We humans need food and oxygen to live.

Now, imagine if oxygen was to be found only at the mountain top and food only in the valley. That’s how the world looks like for cable bacteria, which live in the bottom of seas and lakes. For them, oxygen is available only at the very surface of the bottom, whereas the food is buried centimeters down.

Biowires

“While other organisms try to solve the problem by moving oxygen and food up and down, cable bacteria have developed electric wires. When consuming food they produce electrons and send them through the ‘biowires’ to the surface for reduction of oxygen from the overlying water,” says Lars Peter Nielsen, head of Center for Electromicrobiology, Aarhus University, Denmark.
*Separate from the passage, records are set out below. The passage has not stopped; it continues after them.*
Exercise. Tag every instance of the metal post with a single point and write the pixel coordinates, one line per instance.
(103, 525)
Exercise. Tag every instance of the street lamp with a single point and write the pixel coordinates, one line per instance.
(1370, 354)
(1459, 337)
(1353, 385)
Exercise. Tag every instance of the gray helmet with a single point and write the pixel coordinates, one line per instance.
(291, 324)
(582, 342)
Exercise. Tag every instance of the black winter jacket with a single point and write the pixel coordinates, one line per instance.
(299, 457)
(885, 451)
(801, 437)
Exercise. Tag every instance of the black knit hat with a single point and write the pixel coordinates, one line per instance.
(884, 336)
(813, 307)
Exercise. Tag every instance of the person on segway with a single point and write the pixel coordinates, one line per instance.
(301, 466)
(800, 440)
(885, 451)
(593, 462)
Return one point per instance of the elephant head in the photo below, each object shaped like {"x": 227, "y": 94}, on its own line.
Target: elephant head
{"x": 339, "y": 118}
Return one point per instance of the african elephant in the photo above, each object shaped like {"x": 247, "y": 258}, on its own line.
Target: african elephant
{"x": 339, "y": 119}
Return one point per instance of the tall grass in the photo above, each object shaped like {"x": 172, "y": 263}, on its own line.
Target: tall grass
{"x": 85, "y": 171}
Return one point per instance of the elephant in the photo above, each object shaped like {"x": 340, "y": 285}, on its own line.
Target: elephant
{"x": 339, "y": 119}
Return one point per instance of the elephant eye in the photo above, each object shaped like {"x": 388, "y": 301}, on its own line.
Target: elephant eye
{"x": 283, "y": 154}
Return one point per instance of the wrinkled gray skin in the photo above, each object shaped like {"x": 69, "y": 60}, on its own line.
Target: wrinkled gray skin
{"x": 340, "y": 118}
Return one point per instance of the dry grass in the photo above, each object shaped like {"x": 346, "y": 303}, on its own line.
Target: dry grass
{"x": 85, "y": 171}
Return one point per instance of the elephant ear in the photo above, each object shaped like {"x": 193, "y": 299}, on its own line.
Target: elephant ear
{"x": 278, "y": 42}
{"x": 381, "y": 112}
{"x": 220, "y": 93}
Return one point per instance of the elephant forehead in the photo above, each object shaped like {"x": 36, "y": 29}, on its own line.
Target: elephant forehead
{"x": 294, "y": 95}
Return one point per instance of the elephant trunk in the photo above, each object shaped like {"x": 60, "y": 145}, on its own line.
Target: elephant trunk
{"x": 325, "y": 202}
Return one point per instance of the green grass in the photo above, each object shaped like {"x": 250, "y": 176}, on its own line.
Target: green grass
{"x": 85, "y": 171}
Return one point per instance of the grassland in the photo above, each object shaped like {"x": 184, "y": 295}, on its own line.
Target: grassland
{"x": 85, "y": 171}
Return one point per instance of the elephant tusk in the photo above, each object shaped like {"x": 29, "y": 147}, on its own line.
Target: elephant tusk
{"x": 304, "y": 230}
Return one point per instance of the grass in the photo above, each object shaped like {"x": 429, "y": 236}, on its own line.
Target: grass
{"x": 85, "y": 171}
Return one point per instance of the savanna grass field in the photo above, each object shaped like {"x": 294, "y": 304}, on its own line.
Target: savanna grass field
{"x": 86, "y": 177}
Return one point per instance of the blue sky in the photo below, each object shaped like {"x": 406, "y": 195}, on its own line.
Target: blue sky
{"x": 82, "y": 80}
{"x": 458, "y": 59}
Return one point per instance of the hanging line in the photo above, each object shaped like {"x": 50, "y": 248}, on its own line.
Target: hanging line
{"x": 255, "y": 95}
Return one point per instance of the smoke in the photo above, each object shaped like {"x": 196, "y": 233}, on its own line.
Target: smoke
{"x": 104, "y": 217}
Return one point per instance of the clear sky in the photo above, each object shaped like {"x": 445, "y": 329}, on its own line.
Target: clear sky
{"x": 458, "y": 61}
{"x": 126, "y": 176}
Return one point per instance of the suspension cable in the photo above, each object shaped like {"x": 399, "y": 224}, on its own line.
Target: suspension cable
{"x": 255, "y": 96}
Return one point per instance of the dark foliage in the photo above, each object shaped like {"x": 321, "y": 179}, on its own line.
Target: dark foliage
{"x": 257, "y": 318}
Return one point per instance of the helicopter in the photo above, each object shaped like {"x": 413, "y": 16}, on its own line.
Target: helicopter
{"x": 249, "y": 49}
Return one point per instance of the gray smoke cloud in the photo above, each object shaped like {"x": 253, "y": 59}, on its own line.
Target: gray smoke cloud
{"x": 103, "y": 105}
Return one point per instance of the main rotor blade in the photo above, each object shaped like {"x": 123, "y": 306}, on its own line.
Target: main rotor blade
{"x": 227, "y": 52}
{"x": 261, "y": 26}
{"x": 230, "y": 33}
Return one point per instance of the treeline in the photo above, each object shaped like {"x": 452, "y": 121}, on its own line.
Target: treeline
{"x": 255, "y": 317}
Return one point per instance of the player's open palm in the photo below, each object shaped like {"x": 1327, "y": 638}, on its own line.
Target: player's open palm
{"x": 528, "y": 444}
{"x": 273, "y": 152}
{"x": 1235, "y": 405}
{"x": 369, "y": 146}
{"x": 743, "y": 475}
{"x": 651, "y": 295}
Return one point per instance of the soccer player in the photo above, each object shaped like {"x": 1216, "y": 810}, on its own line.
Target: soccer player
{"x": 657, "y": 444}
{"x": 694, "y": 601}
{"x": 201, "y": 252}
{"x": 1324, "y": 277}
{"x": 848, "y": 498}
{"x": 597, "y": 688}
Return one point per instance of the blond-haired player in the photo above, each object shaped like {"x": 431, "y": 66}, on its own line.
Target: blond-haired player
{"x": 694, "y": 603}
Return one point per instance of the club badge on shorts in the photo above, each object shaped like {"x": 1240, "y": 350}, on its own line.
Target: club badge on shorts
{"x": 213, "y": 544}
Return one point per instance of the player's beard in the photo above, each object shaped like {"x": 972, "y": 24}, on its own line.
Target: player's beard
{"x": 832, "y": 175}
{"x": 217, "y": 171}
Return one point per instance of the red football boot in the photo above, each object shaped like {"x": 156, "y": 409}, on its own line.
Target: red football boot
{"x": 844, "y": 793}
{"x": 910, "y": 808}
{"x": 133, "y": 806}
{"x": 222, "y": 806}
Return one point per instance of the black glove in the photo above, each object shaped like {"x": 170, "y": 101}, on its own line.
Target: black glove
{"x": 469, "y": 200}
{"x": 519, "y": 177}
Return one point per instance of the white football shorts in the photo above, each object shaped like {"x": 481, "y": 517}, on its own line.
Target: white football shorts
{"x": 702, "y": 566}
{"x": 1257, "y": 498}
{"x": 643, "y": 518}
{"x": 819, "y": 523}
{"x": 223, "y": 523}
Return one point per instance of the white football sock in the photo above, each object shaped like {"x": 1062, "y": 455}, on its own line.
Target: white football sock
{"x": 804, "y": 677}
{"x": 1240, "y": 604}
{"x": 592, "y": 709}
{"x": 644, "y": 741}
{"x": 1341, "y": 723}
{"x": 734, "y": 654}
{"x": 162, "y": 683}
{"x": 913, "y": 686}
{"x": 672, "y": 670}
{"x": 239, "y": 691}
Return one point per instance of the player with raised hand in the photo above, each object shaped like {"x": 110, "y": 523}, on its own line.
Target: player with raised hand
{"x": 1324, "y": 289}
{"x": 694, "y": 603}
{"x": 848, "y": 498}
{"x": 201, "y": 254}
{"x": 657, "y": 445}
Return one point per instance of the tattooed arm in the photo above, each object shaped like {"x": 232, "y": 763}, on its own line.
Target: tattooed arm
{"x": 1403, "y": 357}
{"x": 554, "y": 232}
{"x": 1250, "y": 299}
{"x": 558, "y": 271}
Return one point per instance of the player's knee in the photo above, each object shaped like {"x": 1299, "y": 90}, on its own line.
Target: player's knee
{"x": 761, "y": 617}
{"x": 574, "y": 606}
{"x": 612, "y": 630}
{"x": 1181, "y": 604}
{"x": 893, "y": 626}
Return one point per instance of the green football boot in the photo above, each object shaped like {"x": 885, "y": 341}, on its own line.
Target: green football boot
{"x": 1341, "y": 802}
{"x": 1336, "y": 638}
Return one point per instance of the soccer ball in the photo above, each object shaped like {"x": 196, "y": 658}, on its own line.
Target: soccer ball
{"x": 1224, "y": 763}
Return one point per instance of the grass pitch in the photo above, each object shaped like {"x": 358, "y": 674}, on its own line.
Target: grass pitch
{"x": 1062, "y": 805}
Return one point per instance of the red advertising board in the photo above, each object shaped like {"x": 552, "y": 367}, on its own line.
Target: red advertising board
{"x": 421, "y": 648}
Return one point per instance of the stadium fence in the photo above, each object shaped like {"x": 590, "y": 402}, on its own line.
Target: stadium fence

Microscope image of cable bacteria reaching one end out for oxygen. The deformed oxygen front is seen as a milky line consisting of smaller bacteria attracted to the interface with the lower oxygen free layer. © Photo: Stefano Scilipoti

A cable bacterium consists of many cells in line. It can grow centimeters long, the cells encased in a common coat wherein the wires stretch.

The researchers placed cable bacteria in a little, transparent chamber. In the middle, the bacteria had access to oxygen-free mud stuffed with food, while oxygen diffused in from the edges. Right where the intruding oxygen was depleted, numerous unicellular bacteria formed a distinct front. In that specific position they fought to capture food and oxygen from either side simultaneously.

“In the microscop, I watched how single cable bacteria placed themselves across the front with one end into the zone with oxygen,” explains Stefano Scilipoti, PhD-student at Center for Electromicrobiology, Aarhus University and the primary discoverer.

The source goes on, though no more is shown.